Duisburg. WAZ-Leser haben bei einem Rundgang im Klinikum Duisburg die Arbeit der Rechtsmedizin, den Schockraum und einen neurochirurgischen OP kennengelernt.
Nein, so schräg wie Professor Boerne ist Lars Althaus nicht, aber so wortgewandt wie der von Schauspieler Jan-Josef Liefers verkörperte Rechtsmediziner im Münster-Tatort. Der gravierendste Unterschied zwischen den beiden: Althaus obduziert Tote im realen Leben. Und zwar täglich als Chefarzt im Klinikum und öffentlich beauftragt für die Landgerichtsbezirke Duisburg, Krefeld und Kleve.
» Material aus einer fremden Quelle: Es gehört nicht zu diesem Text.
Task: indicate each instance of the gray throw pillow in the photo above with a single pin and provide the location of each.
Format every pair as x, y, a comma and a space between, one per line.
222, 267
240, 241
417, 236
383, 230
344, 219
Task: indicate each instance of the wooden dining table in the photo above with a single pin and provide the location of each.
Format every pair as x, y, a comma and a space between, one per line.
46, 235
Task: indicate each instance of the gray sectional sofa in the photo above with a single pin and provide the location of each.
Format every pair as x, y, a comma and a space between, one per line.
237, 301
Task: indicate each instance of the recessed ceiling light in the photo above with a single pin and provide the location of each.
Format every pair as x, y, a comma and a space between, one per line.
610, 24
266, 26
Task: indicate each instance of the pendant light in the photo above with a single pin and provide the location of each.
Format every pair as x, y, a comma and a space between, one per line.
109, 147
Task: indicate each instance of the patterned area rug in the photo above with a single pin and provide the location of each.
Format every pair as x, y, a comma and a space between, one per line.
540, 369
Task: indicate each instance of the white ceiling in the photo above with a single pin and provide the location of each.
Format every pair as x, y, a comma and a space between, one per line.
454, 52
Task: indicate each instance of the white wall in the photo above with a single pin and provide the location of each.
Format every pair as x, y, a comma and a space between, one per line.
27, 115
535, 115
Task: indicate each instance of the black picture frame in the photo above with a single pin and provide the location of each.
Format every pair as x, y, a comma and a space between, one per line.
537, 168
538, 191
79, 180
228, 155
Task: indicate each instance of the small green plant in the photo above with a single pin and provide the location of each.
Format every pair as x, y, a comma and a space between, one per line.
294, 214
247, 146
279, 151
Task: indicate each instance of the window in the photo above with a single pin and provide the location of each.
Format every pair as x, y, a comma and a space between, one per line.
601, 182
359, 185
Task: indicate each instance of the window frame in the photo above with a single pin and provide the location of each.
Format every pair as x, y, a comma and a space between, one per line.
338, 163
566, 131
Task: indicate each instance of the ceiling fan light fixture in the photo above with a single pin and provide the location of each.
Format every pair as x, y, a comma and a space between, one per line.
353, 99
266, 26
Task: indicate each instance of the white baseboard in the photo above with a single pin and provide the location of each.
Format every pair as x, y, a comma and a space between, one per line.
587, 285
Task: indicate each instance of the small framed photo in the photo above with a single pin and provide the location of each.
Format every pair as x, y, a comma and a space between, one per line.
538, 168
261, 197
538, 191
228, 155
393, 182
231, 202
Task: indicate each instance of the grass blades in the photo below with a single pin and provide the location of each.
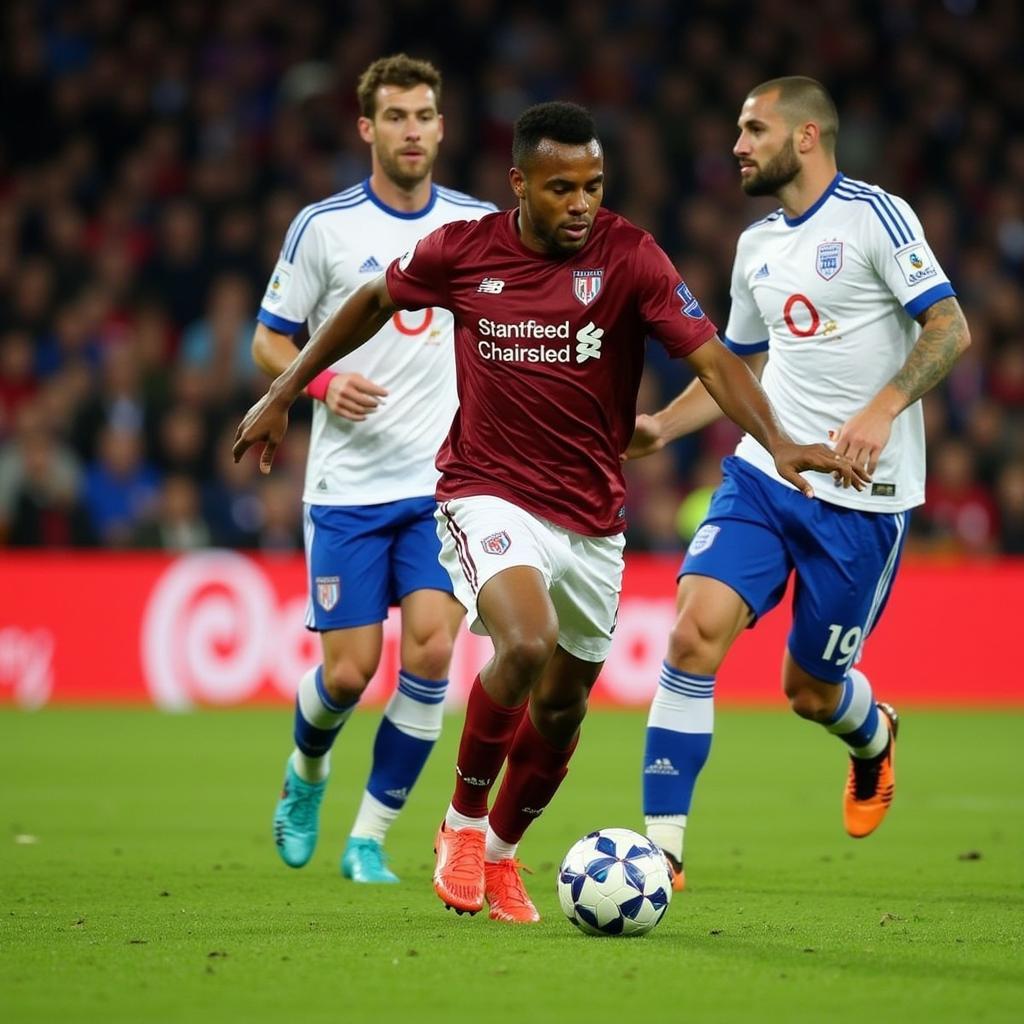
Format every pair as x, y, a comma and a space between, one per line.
139, 882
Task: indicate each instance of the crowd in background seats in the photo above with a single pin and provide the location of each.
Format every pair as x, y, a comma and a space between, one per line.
152, 159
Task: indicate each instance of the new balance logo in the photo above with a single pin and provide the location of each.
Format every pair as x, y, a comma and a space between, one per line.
471, 779
589, 342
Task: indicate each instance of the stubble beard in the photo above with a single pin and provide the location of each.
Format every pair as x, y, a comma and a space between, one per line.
775, 174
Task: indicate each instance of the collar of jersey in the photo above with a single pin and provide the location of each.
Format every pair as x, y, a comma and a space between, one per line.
400, 214
814, 207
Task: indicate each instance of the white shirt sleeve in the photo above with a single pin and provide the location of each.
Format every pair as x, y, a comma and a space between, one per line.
298, 279
745, 333
902, 258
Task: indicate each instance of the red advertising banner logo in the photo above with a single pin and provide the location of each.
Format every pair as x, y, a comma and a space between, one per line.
219, 628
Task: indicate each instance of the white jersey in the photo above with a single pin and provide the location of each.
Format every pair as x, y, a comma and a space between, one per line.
833, 296
331, 249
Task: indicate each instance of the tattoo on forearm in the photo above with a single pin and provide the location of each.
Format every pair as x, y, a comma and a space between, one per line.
937, 349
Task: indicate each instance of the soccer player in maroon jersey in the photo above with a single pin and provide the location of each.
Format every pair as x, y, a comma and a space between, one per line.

Der Sektionsraum ist die erste Station eines Rundgangs durch das Krankenhaus mit knapp 20 Lesern zur Serie „WAZ öffnet Pforten“.
Wer eintritt, kann sich eines mulmigen Gefühls nicht erwehren. Links die nummerierten Kühlzellen („Heute hatten wir bereits drei Obduktionen“), rechts der Obduziertisch und dahinter Lars Althaus, der auch die Opfer der Loveparade oder Mafia-Morde untersucht hat.
Bei 30 Tötungsdelikten pro Jahr ist sein Wissen gefragt. Um etwa die Todeszeit zu bestimmen, spielen verschiedene Faktoren eine Rolle. „Die Temperatur, Leichenflecke, Leichenstarre. Dann die Frage, ob die Pupillen reagieren...“ Einige schauen etwas irritiert. Althaus klärt auf: „Wir sprechen dabei von der Supravitalität. Manches Gewebe, manche Muskeln überdauern den Tod.“
Jede Sekunde zählt
500 Obduktionen gibt es im Klinikum pro Jahr. Althaus und sein Team befassen sich aber nicht nur mit Todesfällen. „Wir untersuchen auch Überlebende von Gewalttaten. Leider auch an Kindern. Davon haben wir bis zu drei Fälle pro Woche.“
Ebenso bedrückend wie beeindruckend ist die nächste Station des Klinikum-Rundgangs: der Schockraum. Dort wartet schon Kurosch Moussazadeh, Chefarzt der interdisziplinären Notaufnahme. „Hierhin kommen Patienten, die wirklich schwerst erkrankt oder schwerst verletzt sind. Hier geht es nicht um Empathie, sondern nur ums Überleben. Bei Versorgungszeiten von fünf bis zehn Minuten zählt jede Sekunde“, stellt er klar und deutet auf eine Stoppuhr an der Wand. Die wird in dem 25 bis 27 Grad warmen Raum gestartet, sobald der meist nicht mehr ansprechbare Patient im Schockraum liegt. Dann legen 14 Ärzte und Pflegende, also 28 Hände, gleichzeitig nach einem bestimmten System los. Mit Hilfe von Buchstaben und Farben. „Anders funktioniert das in solchen absoluten Stresssituationen nicht“, sagt Moussazadeh.
Tumore verflüssigen mit dem Selektor
Zum Abschluss warten eine eingespannte Kokosnuss und Wassermelone in einem neurochirurgischen OP auf die WAZ-Gäste. Sie können so sehr gut nachvollziehen, wie Chefarzt Martin Scholz bei der Operation eines Hirntumors vorgeht. Leser Ralf Debus darf an der Nuss sogar mal den Bohrer ausprobieren, mit dem sonst ein Kopf bearbeitet wird. Anschließend geht’s weiter mit einer speziellen Säge und 80.000 Umdrehungen pro Minute sowie zwei Pinzetten, zwischen denen Strom läuft, um das hier nun glücklicherweise nicht vorhandene Blut zu stillen.
Ralf Kellermann, stellvertretender OP-Leiter, greift anschließend zu einem so genannten Selektor, ein feines Gerät, mit dem bei 25.000 Schwingungen pro Sekunde normalerweise weiche Tumore verflüssigt werden. Diesmal ist es – Gott sei Dank – nur eine Wassermelone.